Oliver Ruhnau argues for renewable electricity and hydrogen electrolysis as solutions for fostering energy transition and climate change mitigation.
Oliver Ruhnau, PhD candidate at the Centre for Sustainability and Research Associate to Prof. Lion Hirth, was awarded a prize for the second-best student paper at the annual conference of the International Association of Energy Economics. He focused on renewable electricity and hydrogen electrolysis as two important solutions for the energy transition and climate change mitigation.
In his paper entitled How flexible electricity demand stabilizes wind and solar market values: the case of hydrogen electrolyzers, Oliver Ruhnau takes an alternative look at the future of electricity markets. Although wind and solar power are at the core of the energy transition, there has been a long debate on how to design policy support for renewables. Despite declining cost, it remains unclear whether high shares of renewables can be reached on a market basis without policy support. This is because wind and solar power are not available all the time and, when they are available, they depress electricity prices and hence their market revenue. At the same time, there is an active policy debate on hydrogen. In particular, it is discussed how to ensure that “green” hydrogen is produced using only renewable electricity and if it can be competitive with other types of hydrogen, e.g. “grey” hydrogen produced from fossil gas with carbon emissions.
Oliver’s paper argues that flexible electricity demand of hydrogen electrolyzers can stabilize electricity market prices and, with it, the revenue of wind and solar power.
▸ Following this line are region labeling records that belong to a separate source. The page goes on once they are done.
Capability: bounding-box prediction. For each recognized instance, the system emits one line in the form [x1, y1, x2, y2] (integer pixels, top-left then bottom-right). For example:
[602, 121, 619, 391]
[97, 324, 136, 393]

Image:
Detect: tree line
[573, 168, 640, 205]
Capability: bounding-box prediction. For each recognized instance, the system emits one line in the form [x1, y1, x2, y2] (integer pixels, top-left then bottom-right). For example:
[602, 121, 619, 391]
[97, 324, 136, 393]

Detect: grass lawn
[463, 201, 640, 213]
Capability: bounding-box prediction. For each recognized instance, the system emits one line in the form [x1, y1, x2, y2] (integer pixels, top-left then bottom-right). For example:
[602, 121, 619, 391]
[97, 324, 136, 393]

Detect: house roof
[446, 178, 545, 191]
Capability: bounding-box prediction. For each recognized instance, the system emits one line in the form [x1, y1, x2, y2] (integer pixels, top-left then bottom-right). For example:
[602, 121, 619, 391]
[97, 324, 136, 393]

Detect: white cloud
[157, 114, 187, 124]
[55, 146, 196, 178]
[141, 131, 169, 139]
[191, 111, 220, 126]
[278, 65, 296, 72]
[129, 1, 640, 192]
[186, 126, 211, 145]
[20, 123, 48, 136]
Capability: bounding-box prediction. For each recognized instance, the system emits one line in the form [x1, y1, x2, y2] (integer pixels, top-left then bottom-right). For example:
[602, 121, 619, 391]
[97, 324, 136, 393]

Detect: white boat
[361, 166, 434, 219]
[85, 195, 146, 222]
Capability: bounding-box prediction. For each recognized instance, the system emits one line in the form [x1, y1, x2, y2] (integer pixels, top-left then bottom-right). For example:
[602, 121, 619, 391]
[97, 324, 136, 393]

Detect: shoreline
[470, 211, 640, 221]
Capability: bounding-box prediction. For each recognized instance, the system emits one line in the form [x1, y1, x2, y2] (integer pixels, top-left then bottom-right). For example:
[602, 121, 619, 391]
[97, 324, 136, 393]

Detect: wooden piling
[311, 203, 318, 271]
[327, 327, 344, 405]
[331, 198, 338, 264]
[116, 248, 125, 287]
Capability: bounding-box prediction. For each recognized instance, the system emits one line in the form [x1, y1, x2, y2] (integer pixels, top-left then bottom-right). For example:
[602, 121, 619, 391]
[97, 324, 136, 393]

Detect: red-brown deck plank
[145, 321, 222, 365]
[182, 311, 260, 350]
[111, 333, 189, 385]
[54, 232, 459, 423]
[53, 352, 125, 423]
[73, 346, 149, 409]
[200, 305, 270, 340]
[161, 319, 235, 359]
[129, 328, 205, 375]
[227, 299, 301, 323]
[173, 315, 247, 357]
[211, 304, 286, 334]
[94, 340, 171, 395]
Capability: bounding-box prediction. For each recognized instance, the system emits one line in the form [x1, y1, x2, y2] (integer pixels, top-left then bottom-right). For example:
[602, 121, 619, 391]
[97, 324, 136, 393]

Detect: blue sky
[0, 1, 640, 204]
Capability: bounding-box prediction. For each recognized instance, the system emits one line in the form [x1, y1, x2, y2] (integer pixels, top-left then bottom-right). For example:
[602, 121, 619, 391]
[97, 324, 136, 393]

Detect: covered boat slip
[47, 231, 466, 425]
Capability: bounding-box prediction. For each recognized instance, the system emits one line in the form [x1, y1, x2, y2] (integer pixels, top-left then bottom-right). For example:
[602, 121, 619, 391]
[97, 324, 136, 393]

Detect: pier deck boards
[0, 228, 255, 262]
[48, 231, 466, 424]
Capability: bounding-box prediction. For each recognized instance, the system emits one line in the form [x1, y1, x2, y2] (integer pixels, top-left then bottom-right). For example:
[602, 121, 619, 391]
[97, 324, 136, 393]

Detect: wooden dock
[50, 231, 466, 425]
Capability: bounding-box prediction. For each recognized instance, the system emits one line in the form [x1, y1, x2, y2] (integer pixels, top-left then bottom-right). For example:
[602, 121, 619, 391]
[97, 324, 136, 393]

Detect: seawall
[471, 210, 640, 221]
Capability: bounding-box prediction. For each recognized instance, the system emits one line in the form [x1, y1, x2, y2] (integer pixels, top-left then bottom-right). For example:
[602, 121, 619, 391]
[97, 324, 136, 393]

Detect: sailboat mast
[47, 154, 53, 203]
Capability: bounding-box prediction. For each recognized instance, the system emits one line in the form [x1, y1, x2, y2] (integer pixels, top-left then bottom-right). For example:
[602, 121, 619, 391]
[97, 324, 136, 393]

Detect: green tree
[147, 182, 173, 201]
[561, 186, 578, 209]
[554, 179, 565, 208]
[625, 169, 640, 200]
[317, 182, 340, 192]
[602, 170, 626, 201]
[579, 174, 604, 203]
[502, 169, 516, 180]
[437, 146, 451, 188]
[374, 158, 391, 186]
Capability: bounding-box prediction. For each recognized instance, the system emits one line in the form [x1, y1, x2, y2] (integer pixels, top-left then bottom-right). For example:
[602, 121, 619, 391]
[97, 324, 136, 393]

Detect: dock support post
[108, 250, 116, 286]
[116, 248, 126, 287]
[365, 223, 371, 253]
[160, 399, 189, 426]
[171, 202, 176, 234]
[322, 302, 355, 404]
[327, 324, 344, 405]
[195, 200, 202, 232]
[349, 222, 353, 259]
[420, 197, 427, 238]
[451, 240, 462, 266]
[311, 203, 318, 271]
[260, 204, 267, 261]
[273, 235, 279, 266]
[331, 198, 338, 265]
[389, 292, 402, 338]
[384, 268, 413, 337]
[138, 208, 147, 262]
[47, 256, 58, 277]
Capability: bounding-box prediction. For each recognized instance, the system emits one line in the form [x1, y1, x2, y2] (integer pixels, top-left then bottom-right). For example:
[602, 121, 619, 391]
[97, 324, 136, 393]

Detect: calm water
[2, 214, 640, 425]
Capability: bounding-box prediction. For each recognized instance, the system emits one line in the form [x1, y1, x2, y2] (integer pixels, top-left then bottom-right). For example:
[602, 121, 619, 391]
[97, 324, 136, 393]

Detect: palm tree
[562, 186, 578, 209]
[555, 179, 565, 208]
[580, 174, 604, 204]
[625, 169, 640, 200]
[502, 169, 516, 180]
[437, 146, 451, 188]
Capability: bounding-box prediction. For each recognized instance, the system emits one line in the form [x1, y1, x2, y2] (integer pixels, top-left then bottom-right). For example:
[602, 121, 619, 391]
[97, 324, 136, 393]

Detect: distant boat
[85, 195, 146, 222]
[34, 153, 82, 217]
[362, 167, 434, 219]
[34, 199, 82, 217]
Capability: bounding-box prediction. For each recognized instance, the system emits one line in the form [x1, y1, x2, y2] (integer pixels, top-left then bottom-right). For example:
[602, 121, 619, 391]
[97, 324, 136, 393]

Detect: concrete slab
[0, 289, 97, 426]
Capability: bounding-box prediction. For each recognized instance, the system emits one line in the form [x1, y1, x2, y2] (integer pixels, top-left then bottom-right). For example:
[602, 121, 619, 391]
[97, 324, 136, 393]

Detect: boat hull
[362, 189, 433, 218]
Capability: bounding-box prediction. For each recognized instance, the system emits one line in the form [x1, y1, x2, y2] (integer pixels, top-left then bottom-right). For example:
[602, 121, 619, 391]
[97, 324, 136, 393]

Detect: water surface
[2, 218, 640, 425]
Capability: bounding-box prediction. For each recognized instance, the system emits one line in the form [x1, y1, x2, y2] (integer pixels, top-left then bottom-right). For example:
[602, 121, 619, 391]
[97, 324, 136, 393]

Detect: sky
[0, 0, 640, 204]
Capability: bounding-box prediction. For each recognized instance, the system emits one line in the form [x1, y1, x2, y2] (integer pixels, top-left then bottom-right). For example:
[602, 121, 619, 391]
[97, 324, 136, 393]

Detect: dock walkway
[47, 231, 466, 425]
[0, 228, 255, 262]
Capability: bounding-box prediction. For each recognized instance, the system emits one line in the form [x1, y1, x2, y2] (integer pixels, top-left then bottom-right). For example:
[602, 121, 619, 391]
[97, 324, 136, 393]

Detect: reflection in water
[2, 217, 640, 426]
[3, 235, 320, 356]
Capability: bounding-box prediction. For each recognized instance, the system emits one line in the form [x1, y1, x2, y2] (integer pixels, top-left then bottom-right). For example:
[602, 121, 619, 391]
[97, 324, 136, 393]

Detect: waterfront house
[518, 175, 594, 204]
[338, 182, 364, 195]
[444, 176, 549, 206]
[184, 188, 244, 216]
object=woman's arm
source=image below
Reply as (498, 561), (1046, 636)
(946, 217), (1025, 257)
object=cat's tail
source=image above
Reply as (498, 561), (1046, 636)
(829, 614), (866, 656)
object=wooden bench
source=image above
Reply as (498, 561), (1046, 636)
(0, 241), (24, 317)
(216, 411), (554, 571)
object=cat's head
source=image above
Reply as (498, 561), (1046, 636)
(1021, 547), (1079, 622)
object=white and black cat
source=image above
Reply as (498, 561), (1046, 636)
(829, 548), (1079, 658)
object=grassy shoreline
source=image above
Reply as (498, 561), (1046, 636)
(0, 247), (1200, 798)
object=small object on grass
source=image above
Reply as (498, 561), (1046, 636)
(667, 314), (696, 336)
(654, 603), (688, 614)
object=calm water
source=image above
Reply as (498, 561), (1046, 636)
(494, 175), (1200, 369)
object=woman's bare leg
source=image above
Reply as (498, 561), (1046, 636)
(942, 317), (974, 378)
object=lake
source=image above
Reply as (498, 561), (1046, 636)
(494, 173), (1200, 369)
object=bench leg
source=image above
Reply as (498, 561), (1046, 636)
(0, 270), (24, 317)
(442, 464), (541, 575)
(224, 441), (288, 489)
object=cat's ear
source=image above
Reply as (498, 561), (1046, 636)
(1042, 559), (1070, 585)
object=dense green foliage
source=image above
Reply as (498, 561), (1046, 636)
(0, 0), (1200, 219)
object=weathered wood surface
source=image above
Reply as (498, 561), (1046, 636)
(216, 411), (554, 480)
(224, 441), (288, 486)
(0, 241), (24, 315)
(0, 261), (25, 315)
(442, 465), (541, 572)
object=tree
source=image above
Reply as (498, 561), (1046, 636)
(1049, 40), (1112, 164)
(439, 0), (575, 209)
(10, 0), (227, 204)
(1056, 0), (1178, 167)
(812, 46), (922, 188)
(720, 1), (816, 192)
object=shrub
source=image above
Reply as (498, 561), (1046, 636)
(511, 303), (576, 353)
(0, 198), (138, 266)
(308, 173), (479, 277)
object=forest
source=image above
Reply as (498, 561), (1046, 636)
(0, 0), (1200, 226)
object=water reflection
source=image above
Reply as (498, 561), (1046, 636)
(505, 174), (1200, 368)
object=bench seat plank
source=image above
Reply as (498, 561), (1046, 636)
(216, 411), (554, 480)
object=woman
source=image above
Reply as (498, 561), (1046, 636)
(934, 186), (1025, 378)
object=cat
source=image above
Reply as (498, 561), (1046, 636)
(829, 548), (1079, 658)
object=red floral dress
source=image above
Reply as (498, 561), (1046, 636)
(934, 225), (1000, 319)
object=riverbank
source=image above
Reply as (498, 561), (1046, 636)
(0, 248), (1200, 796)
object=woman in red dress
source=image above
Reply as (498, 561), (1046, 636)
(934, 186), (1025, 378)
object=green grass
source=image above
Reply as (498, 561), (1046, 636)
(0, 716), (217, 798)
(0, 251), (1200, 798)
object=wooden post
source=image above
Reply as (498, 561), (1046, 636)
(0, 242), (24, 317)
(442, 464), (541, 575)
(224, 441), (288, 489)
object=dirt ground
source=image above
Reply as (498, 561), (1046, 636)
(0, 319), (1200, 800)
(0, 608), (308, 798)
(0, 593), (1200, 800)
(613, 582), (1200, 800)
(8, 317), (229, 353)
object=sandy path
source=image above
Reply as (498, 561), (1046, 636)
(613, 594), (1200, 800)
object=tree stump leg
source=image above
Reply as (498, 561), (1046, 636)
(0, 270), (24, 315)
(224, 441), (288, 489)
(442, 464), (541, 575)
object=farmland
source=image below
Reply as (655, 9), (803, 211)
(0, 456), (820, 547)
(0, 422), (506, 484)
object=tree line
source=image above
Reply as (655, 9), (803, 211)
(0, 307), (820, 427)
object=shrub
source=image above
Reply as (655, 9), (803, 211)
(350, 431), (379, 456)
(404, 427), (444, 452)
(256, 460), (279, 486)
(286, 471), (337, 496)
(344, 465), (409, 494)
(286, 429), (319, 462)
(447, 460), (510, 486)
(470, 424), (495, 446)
This is because these electrolyzers consume renewable electricity, and their willingness-to-pay for electricity can set electricity prices. This finding demonstrates the economic synergy between renewable electricity and hydrogen electrolysis as two important solutions for the energy transition and climate change mitigation. Finally, the paper also supports the current German policy initiative to exempt hydrogen electrolyzers from the renewable levy. This enables electrolyzers a more direct participation in wholesale electricity markets and, instead of paying a levy, has a potential to support renewables through increased market values.
“Oliver combines both theoretical and empirical approaches, including the use of a techno-economic model of the European electricity market, to provide a comprehensive and robust analysis. His results are convincing and could easily be transferred to other types of flexible electricity demand”, Boris Solier, Assistant Professor at the University of Montpellier and Chairman of the Best Student Paper Committee – IAEE 2021 Online Conference, explained the decision of the jury.
The paper was presented at the annual conference of the International Associating of Energy Economics that took place on June 7–9, 2021.